Bu nedenle parasal sıkılaşma dönemlerinde firmaların konut satışlarının gerçek kişilere kıyasla daha fazla artmasının beklenebileceği vurgulanan analizde, "Bu çerçevede, tapu verilerini kullanarak konut satışları içerisinde tüzel kişilerin payını hesaplıyoruz. 2018 öncesinde yüzde 20 civarında seyreden tüzel kişilerin yıllık konut satışlarındaki payı, sıkılaşma döneminde artarak 2019 yılının nisan ayında yüzde 24,3 ile tarihi zirvesine ulaşmıştı. Sonrasında yüzde 20'nin altına inen söz konusu payın son sıkılaşma döneminde bir artış sergilemediği anlaşılıyor. Hatta son aylarda bir gerileme de söz konusu ve 2025 nisan ayı itibarıyla bu pay yüzde 15,6 seviyesinde." ifadeleri kullanıldı.
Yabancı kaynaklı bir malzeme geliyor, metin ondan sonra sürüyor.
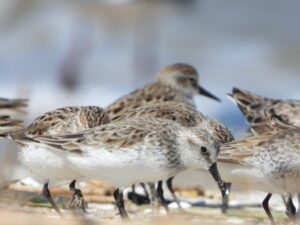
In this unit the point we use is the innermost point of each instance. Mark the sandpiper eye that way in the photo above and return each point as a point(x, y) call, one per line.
point(203, 149)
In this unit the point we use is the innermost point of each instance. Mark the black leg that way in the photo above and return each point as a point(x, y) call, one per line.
point(77, 200)
point(118, 195)
point(225, 200)
point(134, 195)
point(48, 196)
point(160, 194)
point(145, 190)
point(290, 208)
point(265, 204)
point(170, 187)
point(298, 212)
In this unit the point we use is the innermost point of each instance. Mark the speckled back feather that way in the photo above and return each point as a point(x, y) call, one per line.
point(114, 136)
point(241, 150)
point(68, 120)
point(12, 105)
point(8, 124)
point(176, 82)
point(181, 113)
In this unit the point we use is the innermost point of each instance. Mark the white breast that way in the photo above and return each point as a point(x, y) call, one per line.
point(122, 167)
point(44, 164)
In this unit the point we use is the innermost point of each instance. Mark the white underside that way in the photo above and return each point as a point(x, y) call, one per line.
point(44, 165)
point(247, 178)
point(121, 168)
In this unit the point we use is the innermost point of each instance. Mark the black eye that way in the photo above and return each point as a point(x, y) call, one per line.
point(203, 149)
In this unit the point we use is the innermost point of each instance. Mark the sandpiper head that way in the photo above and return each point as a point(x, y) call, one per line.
point(205, 149)
point(183, 77)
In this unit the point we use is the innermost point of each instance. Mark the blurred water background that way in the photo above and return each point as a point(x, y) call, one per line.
point(62, 53)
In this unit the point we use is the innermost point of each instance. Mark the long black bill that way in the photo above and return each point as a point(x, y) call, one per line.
point(224, 188)
point(204, 92)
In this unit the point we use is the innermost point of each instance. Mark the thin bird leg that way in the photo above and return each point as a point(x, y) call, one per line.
point(290, 208)
point(77, 200)
point(298, 212)
point(134, 195)
point(48, 196)
point(225, 200)
point(154, 197)
point(265, 205)
point(170, 187)
point(118, 195)
point(160, 194)
point(145, 190)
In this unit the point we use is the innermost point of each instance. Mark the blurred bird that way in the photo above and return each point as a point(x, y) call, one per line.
point(260, 112)
point(45, 165)
point(183, 114)
point(273, 159)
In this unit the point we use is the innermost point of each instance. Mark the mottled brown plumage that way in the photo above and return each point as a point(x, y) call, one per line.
point(8, 124)
point(259, 111)
point(8, 106)
point(136, 150)
point(177, 82)
point(181, 113)
point(68, 120)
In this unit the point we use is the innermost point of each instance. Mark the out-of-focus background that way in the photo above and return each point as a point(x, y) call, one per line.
point(62, 53)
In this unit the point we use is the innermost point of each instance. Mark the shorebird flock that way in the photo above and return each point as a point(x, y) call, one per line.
point(152, 134)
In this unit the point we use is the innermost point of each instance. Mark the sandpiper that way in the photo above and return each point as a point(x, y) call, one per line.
point(8, 124)
point(183, 114)
point(176, 82)
point(275, 156)
point(133, 151)
point(46, 165)
point(259, 111)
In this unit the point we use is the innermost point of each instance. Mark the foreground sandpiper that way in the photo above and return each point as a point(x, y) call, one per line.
point(183, 114)
point(133, 151)
point(46, 165)
point(176, 82)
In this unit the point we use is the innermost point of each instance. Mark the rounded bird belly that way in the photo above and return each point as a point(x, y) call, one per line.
point(46, 165)
point(287, 180)
point(122, 169)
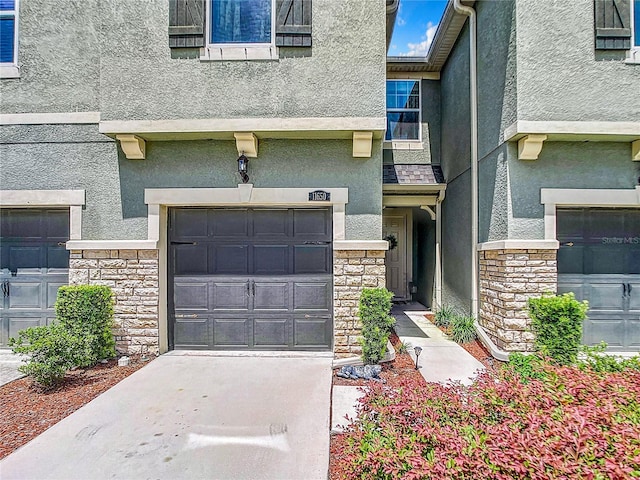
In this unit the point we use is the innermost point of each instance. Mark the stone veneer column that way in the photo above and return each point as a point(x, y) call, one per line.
point(508, 278)
point(353, 270)
point(133, 278)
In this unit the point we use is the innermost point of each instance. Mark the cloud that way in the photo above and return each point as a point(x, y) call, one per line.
point(421, 49)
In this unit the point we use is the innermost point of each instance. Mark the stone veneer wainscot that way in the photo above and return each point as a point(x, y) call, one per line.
point(353, 270)
point(508, 278)
point(133, 278)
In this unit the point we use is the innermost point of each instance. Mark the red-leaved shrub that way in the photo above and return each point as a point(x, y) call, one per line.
point(572, 425)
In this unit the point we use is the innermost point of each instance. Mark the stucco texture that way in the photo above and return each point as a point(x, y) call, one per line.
point(59, 58)
point(560, 74)
point(70, 157)
point(344, 76)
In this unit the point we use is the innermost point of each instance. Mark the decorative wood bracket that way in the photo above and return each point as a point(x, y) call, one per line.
point(362, 144)
point(133, 146)
point(247, 143)
point(529, 146)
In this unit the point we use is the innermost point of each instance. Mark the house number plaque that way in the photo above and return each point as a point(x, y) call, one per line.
point(319, 196)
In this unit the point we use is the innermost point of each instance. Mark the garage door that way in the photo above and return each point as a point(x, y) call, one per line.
point(599, 260)
point(250, 279)
point(34, 264)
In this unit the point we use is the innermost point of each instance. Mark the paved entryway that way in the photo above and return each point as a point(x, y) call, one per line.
point(191, 417)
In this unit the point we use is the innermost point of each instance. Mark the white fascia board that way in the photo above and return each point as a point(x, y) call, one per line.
point(519, 245)
point(361, 245)
point(259, 126)
point(41, 198)
point(524, 127)
point(49, 118)
point(243, 195)
point(112, 245)
point(590, 196)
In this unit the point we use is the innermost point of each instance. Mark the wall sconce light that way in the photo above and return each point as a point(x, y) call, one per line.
point(418, 351)
point(243, 167)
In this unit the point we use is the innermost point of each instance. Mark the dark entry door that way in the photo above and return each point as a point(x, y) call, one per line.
point(599, 260)
point(34, 262)
point(250, 279)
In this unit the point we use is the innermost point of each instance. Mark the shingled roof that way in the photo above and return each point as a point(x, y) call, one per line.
point(412, 174)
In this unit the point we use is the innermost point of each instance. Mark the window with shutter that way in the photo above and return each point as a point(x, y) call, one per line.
point(9, 39)
point(613, 24)
point(225, 26)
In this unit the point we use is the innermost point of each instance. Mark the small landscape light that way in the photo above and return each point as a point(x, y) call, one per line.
point(418, 351)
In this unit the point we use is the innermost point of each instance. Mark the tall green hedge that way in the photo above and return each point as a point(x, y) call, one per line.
point(80, 337)
point(557, 323)
point(87, 311)
point(374, 309)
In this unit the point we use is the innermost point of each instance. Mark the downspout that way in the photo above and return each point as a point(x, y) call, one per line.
point(473, 88)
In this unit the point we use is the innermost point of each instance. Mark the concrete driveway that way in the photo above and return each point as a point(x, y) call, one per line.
point(194, 417)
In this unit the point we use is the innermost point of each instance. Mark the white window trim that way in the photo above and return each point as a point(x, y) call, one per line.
point(73, 199)
point(552, 198)
point(406, 144)
point(11, 69)
point(633, 54)
point(238, 51)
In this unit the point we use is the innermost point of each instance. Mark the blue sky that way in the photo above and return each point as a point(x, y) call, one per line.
point(416, 25)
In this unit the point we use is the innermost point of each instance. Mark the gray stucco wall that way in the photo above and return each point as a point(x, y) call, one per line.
point(563, 165)
point(114, 57)
point(59, 58)
point(561, 76)
point(77, 157)
point(343, 76)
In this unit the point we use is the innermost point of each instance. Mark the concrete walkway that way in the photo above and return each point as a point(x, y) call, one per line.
point(9, 363)
point(191, 417)
point(442, 360)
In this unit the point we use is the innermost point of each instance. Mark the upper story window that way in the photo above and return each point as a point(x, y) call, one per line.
point(8, 32)
point(241, 22)
point(403, 110)
point(636, 24)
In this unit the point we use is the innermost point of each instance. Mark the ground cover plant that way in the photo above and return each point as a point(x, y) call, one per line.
point(571, 423)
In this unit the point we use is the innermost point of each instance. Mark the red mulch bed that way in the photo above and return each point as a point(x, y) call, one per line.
point(26, 410)
point(402, 367)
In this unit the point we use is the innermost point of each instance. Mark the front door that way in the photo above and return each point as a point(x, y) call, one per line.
point(34, 262)
point(250, 279)
point(394, 229)
point(599, 260)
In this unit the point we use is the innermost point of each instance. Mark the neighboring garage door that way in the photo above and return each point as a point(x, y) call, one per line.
point(250, 279)
point(599, 260)
point(34, 264)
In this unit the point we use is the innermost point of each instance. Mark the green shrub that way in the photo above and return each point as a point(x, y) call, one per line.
point(52, 350)
point(557, 324)
point(373, 310)
point(87, 311)
point(595, 359)
point(80, 337)
point(527, 367)
point(463, 328)
point(444, 315)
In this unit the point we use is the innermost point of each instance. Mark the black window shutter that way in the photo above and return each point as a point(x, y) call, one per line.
point(293, 23)
point(613, 24)
point(186, 23)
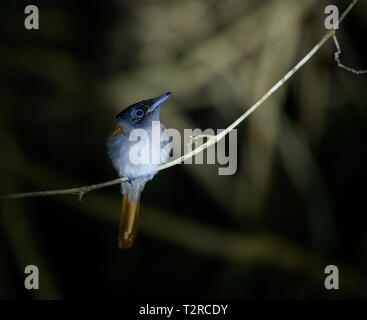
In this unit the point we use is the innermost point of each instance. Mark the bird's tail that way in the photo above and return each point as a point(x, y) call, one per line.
point(128, 222)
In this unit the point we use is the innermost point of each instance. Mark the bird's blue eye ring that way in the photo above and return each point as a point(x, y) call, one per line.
point(139, 113)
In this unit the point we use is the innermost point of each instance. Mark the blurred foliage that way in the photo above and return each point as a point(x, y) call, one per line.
point(295, 205)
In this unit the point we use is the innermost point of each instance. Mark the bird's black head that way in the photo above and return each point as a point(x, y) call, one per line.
point(142, 112)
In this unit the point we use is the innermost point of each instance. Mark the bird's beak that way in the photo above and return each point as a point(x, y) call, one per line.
point(158, 101)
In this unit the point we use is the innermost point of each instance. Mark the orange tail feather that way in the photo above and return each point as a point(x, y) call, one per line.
point(128, 222)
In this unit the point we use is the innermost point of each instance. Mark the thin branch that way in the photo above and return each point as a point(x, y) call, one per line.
point(337, 58)
point(214, 139)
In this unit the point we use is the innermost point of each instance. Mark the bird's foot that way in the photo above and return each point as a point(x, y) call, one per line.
point(130, 180)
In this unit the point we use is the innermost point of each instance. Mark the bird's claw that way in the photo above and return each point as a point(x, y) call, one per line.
point(130, 180)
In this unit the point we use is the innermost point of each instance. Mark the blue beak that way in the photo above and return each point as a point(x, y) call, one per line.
point(158, 101)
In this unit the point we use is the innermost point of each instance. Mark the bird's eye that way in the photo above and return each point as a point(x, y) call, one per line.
point(139, 113)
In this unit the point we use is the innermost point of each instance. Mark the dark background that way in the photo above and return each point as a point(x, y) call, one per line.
point(295, 205)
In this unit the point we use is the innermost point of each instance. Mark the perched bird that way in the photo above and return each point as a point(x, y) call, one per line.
point(137, 159)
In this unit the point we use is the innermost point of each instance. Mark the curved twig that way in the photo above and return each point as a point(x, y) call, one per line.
point(81, 191)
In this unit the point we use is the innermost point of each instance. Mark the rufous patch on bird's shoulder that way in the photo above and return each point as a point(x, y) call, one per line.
point(117, 130)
Analizde, veriler incelendiğinde, son dönemde toplam konut satışlarında kaydedilen artışın büyük ölçüde gerçek kişiler kaynaklı olduğunun anlaşıldığı belirtildi.

Buradan hareketle, firmaların temerrüde düşmemek için varlık satışına yönelimlerinde belirgin bir hareket görülmediğinin söylenebileceği kaydedilen analizde, şu değerlendirmelere yer verildi:

"Özetle, son sıkılaşma döneminde reel sektör temerrüt oranlarında kayda değer bir artış yaşanmadı. Firmaların sıkılaşma öncesindeki güçlü finansal durumlarının bu görünümde etkili olduğunu değerlendiriyoruz. Son dönemde firmaların konut satışlarının tarihsel ortalamanın altında seyretmesi ve toplamdaki payının gerilemesi de bu değerlendirmemizi destekliyor."